Magsayo's post-fight celebration was characteristically physical. The somersault that has become his trademark announcement of a stoppage victory was executed with the energy of a thirty-year-old fighter who believes he has found his best home. "Big difference, the weight, the training camp, the sparring, and everything," he said in the ring. "I'm strong. I'm powerful. This is my division. This is my prime. This is my weight. Let's go." The confidence in those words was underwritten by the evidence of the preceding five rounds, and the assertion that 135 pounds is his optimal division carries more weight than promotional enthusiasm might otherwise command. He was visibly stronger throughout than any version of Magsayo at featherweight, and the quality of his work suggested that the additional poundage had not cost him the speed or movement that made him dangerous at the lower weight.

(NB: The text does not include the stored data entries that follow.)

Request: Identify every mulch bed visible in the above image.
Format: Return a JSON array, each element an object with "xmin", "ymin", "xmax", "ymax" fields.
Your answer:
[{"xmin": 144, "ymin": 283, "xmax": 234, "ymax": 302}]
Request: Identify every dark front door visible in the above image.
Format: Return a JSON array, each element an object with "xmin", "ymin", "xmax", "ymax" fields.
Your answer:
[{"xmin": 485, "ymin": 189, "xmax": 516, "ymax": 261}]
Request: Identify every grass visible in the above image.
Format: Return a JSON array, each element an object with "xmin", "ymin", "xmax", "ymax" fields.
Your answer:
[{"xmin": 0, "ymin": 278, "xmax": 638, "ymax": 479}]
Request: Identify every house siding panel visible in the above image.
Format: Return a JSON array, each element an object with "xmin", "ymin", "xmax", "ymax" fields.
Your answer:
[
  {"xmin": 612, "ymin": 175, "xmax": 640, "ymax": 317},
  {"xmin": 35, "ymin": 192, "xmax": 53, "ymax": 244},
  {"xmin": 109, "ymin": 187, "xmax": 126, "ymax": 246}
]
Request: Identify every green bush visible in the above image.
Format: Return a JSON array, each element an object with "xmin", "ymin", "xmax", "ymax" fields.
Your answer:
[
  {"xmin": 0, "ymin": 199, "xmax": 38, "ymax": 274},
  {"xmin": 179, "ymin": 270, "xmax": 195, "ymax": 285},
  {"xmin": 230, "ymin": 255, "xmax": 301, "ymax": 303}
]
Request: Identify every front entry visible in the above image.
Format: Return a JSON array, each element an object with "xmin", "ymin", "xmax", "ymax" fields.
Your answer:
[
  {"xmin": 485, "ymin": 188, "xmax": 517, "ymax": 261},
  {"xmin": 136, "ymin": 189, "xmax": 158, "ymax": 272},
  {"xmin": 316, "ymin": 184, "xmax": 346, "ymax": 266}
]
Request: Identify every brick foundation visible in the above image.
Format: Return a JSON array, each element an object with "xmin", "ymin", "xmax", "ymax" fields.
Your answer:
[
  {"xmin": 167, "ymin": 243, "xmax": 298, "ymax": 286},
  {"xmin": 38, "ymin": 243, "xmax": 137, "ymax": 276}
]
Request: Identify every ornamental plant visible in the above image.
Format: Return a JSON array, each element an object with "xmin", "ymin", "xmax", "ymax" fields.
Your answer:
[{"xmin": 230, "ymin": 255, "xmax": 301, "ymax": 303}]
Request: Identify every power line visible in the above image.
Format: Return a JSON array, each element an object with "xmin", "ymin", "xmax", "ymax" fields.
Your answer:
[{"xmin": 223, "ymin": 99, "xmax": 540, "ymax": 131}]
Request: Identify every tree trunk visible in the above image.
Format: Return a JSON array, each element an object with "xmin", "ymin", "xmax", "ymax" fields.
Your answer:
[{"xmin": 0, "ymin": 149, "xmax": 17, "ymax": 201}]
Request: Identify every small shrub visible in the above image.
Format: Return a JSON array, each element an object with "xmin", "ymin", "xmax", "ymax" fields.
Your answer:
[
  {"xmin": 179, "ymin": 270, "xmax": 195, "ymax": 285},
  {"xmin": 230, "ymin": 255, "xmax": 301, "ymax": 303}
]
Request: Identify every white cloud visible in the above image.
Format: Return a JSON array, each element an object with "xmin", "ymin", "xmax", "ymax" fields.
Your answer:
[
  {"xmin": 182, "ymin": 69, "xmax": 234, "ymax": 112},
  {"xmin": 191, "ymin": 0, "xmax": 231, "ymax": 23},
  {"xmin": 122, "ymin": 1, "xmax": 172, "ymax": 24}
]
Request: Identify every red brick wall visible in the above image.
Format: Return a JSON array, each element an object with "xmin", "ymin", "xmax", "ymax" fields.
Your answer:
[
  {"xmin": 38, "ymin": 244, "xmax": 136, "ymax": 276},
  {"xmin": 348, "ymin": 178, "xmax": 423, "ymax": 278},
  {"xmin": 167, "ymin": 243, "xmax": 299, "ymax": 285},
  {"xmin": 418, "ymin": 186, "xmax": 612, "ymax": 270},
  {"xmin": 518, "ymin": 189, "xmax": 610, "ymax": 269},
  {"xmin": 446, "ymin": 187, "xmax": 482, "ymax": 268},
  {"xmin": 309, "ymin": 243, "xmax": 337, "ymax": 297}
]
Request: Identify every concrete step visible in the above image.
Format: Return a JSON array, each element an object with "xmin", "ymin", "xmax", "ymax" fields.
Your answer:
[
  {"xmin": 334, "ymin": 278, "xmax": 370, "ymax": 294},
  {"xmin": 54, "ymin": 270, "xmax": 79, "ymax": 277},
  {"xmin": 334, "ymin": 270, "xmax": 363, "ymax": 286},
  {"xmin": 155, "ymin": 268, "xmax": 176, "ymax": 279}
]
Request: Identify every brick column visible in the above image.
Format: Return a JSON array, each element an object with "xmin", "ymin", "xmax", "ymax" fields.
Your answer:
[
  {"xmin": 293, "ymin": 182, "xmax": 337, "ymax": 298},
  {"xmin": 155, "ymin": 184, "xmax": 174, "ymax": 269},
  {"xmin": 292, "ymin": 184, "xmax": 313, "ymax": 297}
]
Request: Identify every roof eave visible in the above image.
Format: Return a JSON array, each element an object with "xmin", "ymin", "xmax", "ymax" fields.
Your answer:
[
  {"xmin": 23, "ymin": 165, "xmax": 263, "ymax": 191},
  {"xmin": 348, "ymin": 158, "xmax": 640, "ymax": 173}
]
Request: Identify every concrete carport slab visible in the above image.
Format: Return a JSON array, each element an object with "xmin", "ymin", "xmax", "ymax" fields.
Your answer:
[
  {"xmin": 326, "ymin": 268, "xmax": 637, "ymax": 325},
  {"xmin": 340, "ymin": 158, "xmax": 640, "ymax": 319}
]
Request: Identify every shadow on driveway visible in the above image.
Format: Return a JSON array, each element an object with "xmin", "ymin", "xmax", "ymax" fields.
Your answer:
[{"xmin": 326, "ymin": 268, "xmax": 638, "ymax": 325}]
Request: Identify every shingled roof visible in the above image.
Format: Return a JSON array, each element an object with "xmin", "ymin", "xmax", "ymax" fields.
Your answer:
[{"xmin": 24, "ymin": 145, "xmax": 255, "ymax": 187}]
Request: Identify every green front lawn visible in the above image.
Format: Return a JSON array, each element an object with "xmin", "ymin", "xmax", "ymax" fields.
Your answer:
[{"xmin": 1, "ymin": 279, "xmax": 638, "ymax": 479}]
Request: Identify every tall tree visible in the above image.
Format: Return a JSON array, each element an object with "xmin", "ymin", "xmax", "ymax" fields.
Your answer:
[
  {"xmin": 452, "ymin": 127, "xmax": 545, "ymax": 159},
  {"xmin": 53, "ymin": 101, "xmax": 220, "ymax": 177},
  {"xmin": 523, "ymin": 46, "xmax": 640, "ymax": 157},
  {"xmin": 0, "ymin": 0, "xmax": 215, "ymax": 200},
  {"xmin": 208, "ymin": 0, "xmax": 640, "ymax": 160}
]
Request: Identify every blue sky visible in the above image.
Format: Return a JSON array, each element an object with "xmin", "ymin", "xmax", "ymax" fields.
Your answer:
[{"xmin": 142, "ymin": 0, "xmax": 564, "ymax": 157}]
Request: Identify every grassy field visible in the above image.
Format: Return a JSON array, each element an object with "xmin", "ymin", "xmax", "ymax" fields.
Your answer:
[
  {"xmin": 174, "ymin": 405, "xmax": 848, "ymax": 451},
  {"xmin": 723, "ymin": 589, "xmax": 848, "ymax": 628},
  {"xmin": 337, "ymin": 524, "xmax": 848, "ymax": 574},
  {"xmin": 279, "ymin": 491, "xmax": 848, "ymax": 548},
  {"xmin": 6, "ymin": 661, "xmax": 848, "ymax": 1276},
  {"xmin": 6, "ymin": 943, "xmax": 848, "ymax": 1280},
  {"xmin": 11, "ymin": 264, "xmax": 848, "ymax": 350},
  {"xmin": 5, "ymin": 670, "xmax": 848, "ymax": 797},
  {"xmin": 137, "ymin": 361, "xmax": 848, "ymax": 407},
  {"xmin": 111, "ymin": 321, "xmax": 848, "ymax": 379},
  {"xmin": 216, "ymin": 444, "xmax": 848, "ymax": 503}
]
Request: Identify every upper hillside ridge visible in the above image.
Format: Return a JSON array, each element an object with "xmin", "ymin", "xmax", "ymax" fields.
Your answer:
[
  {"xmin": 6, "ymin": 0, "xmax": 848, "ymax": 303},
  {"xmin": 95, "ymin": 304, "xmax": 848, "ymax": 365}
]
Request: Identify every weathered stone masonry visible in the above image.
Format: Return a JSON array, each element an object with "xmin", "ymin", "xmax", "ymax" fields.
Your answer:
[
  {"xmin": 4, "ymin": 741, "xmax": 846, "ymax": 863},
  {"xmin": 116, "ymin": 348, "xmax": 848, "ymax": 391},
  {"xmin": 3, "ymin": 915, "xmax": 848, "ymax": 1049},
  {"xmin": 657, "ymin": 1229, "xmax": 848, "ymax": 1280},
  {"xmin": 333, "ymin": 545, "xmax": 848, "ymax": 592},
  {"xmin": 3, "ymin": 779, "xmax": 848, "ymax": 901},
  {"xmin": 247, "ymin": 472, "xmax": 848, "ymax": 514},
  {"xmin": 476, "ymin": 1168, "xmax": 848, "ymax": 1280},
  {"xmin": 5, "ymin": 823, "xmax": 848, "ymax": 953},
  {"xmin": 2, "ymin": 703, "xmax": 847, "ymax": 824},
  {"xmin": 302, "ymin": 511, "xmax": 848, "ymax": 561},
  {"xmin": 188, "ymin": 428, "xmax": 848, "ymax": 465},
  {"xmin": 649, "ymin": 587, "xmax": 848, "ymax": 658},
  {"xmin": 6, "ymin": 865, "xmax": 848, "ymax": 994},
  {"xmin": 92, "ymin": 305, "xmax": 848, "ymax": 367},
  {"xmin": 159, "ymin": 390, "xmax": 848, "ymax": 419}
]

The fight he immediately targeted in the post-fight period was Andres Cortes, who had won the evening's main event decision over Eridson Garcia. Cortes is unbeaten at 25-0 and WBO-ranked at super-featherweight, though fighting at lightweight on the same platform for the same reasons of promotional geography. A fight between Magsayo and Cortes on the Zuffa Boxing platform makes promotional sense and competitive sense, two fighters whose respective profiles on the card required a next step that the other could provide. Whether it constitutes a world-level examination of either man at 135 pounds is a rather different question.
For McCrory, who remains a credible professional with a record that contains genuine achievements and who fought for a world title at 130 pounds less than two years ago, the result represents an honest assessment of the current gap between his level and Magsayo's. His second defeat came against better opposition than his first, a context worth retaining when evaluating what the result means for his future. He is thirty-three and has operated at a high level for years. He leaves Las Vegas on the wrong side of the scorebook but with enough still in reserve to continue, if that is what he and his team determine is appropriate.
Gym Rat Fight Assessment
The two losses on Mark Magsayo's record against Rey Vargas and Brandon Figueroa three years ago don’t look quite so bad now as they did at the time. Now 30 years old, Magsayo looks like he may have grown into his natural weight division at 135lbs. The way he dismantled Irishman Feargal McCrory, whilst not a top-level practitioner, still showed that the Filipino might just make a big impact at lightweight. His four wins since the Figueroa defeat have come against Isaac Avelar, Eduardo Ramirez, Bryan Mercado, and Jorge Mata, all impressive wins that, along with the McCrory victory, I think should put him in a prime position for a world title fight. But of course, this is Zuffa Boxing and Zuffa Boxing has nothing to do with the sanctioning bodies. Even if Magsayo picks up more wins at 135 against better opposition, he’s not going to be in a position to fight for the WBC, WBA, IBF, or WBO versions of the title. Only Zuffa’s own belt. It will be interesting to see how this plays out, but I can only imagine that a man like Magsayo is looking at this and thinking he’s going to want to mix it with the likes of Abdullah Mason, Raymond Muratalla, Gervonta Davis and others at the top of the division hierarchy.